As a business, you can decide to become more efficient, or you can decide to try to support the status quo that enjoys internal political equilibrium. Smart businesses go for the former, most businesses go for the latter.

[+] tomjen3|2 years ago|reply
Lets Encrypt will only give you a cert that is good for 3 months, because they want you to automate the update.

I don't think K8S should create an LTS, I think they should make it dirt simple to update.

[+] simiones|2 years ago|reply
Honestly, rather than an LTS, I think k8s needs a much better upgrade process. Right now it is really poorly supported, without even the ability to jump between versions.

If you want to migrate from 1.24 to 1.28, you need to upgrade to 1.25, then 1.26, then 1.27, and only then can you go to 1.28. This alone is a significant impediment to the normal way a project upgrades (lag behind, then jump to latest), and would need to be fixed before any discussion of an actual LTS process.

[+] nezirus|2 years ago|reply
The cynical voice inside me says it works as intended. The purpose of k8s is not to help you run your business/project/whatever, but a way to ascend to DevOps Nirvana.

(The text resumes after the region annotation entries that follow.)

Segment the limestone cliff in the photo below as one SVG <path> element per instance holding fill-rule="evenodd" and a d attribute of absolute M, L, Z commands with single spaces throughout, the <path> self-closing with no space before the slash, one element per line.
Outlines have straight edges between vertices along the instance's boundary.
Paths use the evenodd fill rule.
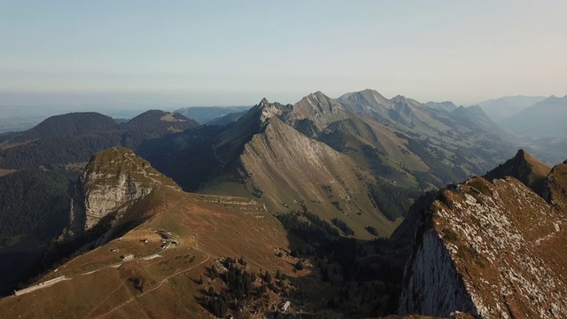
<path fill-rule="evenodd" d="M 62 237 L 79 236 L 102 220 L 112 227 L 131 204 L 161 187 L 180 189 L 129 149 L 113 147 L 95 154 L 79 180 Z"/>
<path fill-rule="evenodd" d="M 544 199 L 513 177 L 441 191 L 421 215 L 400 315 L 567 317 L 567 165 Z"/>

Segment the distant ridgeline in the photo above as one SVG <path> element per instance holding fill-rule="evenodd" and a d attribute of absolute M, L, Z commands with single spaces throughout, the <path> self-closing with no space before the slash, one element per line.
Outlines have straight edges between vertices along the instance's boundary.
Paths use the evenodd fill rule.
<path fill-rule="evenodd" d="M 89 160 L 95 152 L 113 146 L 136 148 L 198 124 L 178 113 L 148 111 L 118 125 L 96 113 L 50 117 L 27 131 L 11 134 L 0 144 L 0 168 L 65 167 Z"/>
<path fill-rule="evenodd" d="M 355 236 L 368 226 L 391 234 L 423 191 L 484 174 L 513 152 L 478 106 L 370 89 L 337 99 L 316 92 L 294 105 L 263 99 L 233 123 L 136 150 L 185 191 L 248 196 L 272 212 L 306 206 L 346 220 Z"/>

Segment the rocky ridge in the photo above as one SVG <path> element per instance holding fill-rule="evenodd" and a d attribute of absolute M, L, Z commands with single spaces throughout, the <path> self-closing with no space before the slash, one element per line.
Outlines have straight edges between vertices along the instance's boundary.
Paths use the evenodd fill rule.
<path fill-rule="evenodd" d="M 510 176 L 441 191 L 418 222 L 399 313 L 567 316 L 566 175 L 565 164 L 548 175 L 549 202 Z"/>
<path fill-rule="evenodd" d="M 107 216 L 111 226 L 116 224 L 132 203 L 161 187 L 181 190 L 129 149 L 113 147 L 95 154 L 79 180 L 63 238 L 81 235 Z"/>

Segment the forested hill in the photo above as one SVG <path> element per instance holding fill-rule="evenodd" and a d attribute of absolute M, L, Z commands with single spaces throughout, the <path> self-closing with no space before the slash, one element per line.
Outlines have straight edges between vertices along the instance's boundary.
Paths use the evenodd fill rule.
<path fill-rule="evenodd" d="M 146 139 L 198 125 L 181 114 L 158 110 L 145 112 L 120 125 L 96 113 L 53 116 L 0 144 L 0 167 L 62 167 L 86 162 L 95 152 L 113 146 L 136 148 Z"/>

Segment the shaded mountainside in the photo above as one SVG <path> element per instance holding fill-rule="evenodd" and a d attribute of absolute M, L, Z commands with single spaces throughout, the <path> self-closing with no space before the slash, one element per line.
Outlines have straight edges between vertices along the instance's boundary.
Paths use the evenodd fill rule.
<path fill-rule="evenodd" d="M 510 116 L 502 124 L 522 136 L 564 137 L 567 135 L 565 121 L 567 96 L 551 96 Z"/>
<path fill-rule="evenodd" d="M 546 191 L 546 179 L 551 167 L 543 164 L 532 155 L 519 150 L 516 156 L 485 175 L 485 178 L 493 181 L 512 176 L 522 182 L 537 194 L 543 196 Z"/>
<path fill-rule="evenodd" d="M 288 245 L 285 231 L 252 200 L 164 188 L 127 214 L 130 210 L 151 217 L 120 239 L 76 256 L 36 281 L 55 279 L 53 285 L 32 286 L 30 292 L 3 300 L 0 316 L 60 317 L 64 311 L 68 317 L 200 318 L 230 310 L 236 307 L 231 302 L 237 301 L 238 313 L 249 317 L 282 303 L 271 290 L 280 291 L 276 285 L 280 280 L 268 285 L 265 274 L 270 278 L 276 272 L 288 274 L 291 279 L 285 282 L 306 275 L 292 271 L 290 261 L 297 259 L 275 254 Z M 175 244 L 164 249 L 164 237 Z M 131 261 L 121 261 L 120 256 L 130 254 Z M 237 263 L 239 270 L 229 270 L 235 267 L 229 258 L 242 261 Z M 246 285 L 237 285 L 236 278 Z M 255 297 L 236 292 L 253 292 Z M 213 302 L 220 293 L 226 302 L 221 308 Z M 238 300 L 224 301 L 227 293 Z M 20 307 L 22 301 L 35 306 Z"/>
<path fill-rule="evenodd" d="M 567 315 L 567 164 L 544 171 L 527 153 L 441 191 L 420 214 L 400 315 L 563 318 Z"/>
<path fill-rule="evenodd" d="M 497 133 L 474 124 L 469 113 L 485 119 L 477 111 L 457 116 L 373 90 L 337 100 L 315 92 L 294 105 L 263 99 L 226 127 L 186 130 L 136 152 L 185 191 L 259 198 L 273 213 L 307 206 L 345 219 L 356 236 L 368 236 L 366 226 L 387 236 L 421 191 L 482 174 L 511 153 Z"/>
<path fill-rule="evenodd" d="M 113 147 L 93 155 L 79 179 L 71 203 L 69 227 L 61 239 L 82 236 L 101 222 L 105 223 L 103 230 L 125 221 L 139 222 L 139 216 L 125 215 L 128 207 L 161 187 L 181 190 L 129 149 Z"/>
<path fill-rule="evenodd" d="M 285 125 L 265 120 L 264 133 Z M 124 148 L 93 156 L 80 184 L 83 217 L 94 217 L 74 239 L 80 245 L 3 299 L 0 317 L 60 317 L 59 311 L 87 318 L 275 317 L 290 301 L 287 313 L 323 318 L 376 316 L 395 307 L 402 258 L 383 253 L 392 249 L 384 238 L 339 236 L 350 229 L 338 219 L 306 209 L 277 215 L 278 222 L 257 200 L 185 193 Z M 68 246 L 51 250 L 61 248 Z"/>
<path fill-rule="evenodd" d="M 220 119 L 231 113 L 237 113 L 250 110 L 251 106 L 190 106 L 175 111 L 189 119 L 197 121 L 199 124 Z"/>
<path fill-rule="evenodd" d="M 494 121 L 502 121 L 513 116 L 526 107 L 546 99 L 546 97 L 504 97 L 478 103 L 483 111 Z"/>
<path fill-rule="evenodd" d="M 0 144 L 0 167 L 61 168 L 86 162 L 93 153 L 113 146 L 135 148 L 144 140 L 197 125 L 183 115 L 155 110 L 122 125 L 95 113 L 54 116 Z"/>

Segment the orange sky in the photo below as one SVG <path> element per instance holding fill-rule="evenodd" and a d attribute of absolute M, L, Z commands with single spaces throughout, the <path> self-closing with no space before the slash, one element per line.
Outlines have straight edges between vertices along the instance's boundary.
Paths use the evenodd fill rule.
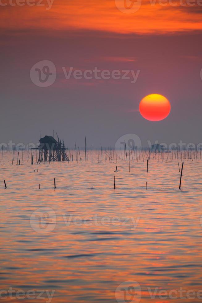
<path fill-rule="evenodd" d="M 202 6 L 196 3 L 192 7 L 187 5 L 182 6 L 179 2 L 177 6 L 169 4 L 162 6 L 158 3 L 158 0 L 154 5 L 151 5 L 149 1 L 143 0 L 140 9 L 130 14 L 119 10 L 114 0 L 54 0 L 49 10 L 46 9 L 48 6 L 47 0 L 43 0 L 43 6 L 30 6 L 27 4 L 11 6 L 9 1 L 11 0 L 1 0 L 2 3 L 7 3 L 1 9 L 0 26 L 4 29 L 82 29 L 124 33 L 172 32 L 202 29 Z M 16 0 L 12 1 L 15 3 Z M 123 3 L 122 0 L 116 1 L 119 2 L 118 5 L 123 5 L 124 0 Z M 38 1 L 36 0 L 36 3 Z M 173 1 L 175 3 L 175 0 Z"/>

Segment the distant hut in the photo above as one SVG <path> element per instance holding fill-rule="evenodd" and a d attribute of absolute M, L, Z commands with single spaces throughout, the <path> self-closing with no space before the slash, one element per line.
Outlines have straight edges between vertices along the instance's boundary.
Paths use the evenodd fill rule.
<path fill-rule="evenodd" d="M 165 148 L 163 145 L 160 144 L 153 144 L 150 148 L 150 152 L 163 152 Z"/>
<path fill-rule="evenodd" d="M 64 140 L 57 141 L 52 136 L 45 136 L 39 140 L 38 162 L 42 161 L 68 161 Z"/>

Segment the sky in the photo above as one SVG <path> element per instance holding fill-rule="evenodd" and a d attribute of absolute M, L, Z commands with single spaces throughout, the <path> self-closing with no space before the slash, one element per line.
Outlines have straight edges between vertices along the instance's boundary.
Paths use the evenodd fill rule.
<path fill-rule="evenodd" d="M 128 134 L 144 146 L 202 142 L 202 0 L 0 6 L 1 143 L 36 143 L 53 130 L 69 147 L 85 136 L 113 147 Z M 139 112 L 152 93 L 170 103 L 162 121 Z"/>

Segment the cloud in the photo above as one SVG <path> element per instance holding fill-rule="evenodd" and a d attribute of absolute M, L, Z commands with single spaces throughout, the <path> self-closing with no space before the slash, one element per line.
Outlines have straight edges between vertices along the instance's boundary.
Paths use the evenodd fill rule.
<path fill-rule="evenodd" d="M 197 4 L 193 6 L 182 6 L 176 2 L 176 6 L 169 3 L 162 6 L 159 0 L 142 0 L 137 11 L 126 14 L 119 10 L 114 0 L 82 0 L 76 2 L 55 0 L 48 10 L 47 0 L 43 1 L 42 6 L 26 4 L 11 6 L 8 2 L 6 6 L 1 7 L 1 28 L 18 30 L 87 30 L 127 34 L 202 29 L 202 7 Z"/>

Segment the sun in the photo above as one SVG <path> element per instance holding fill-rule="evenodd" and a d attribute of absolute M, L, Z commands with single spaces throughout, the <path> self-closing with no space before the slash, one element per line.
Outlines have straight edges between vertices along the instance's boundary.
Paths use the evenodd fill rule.
<path fill-rule="evenodd" d="M 167 98 L 162 95 L 152 94 L 141 100 L 139 110 L 145 119 L 149 121 L 160 121 L 169 115 L 170 104 Z"/>

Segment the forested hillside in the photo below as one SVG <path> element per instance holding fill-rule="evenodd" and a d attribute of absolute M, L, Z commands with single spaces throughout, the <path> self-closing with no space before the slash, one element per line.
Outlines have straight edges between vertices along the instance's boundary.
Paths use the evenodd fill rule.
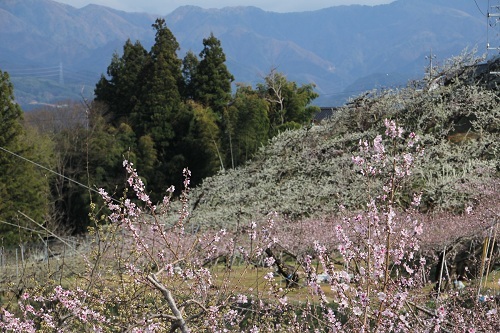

That means never-ending cycle of upgrades for the purpose of upgrading.

I guess too many people are using k8s where they should have used something simpler. It's fashionable to follow the "best practices" of FAANGs, but I'm not sure that's healthy for vast majority of other companies, which are simply not on the same scale and don't have armies of engineers (guardians of the holy "Platform")

[+] airocker|2 years ago|reply
This is sorely needed. It causes service disruption for weeks because of weird upgrade schemes in GKE (or any other vendor) which works on top of Kubernetes. There are too many options with non-intuitive defaults related to how the control plane and the node pools will be repaired or upgraded. Clusters get upgraded without our knowledge and breaks service arbitrarily. Plus, if you are doing some infrastructure level changes, you have to put in extreme effort to keep upgrading.

IMHO , infrastructure is too low level for frequent updates. Older versions need LTS.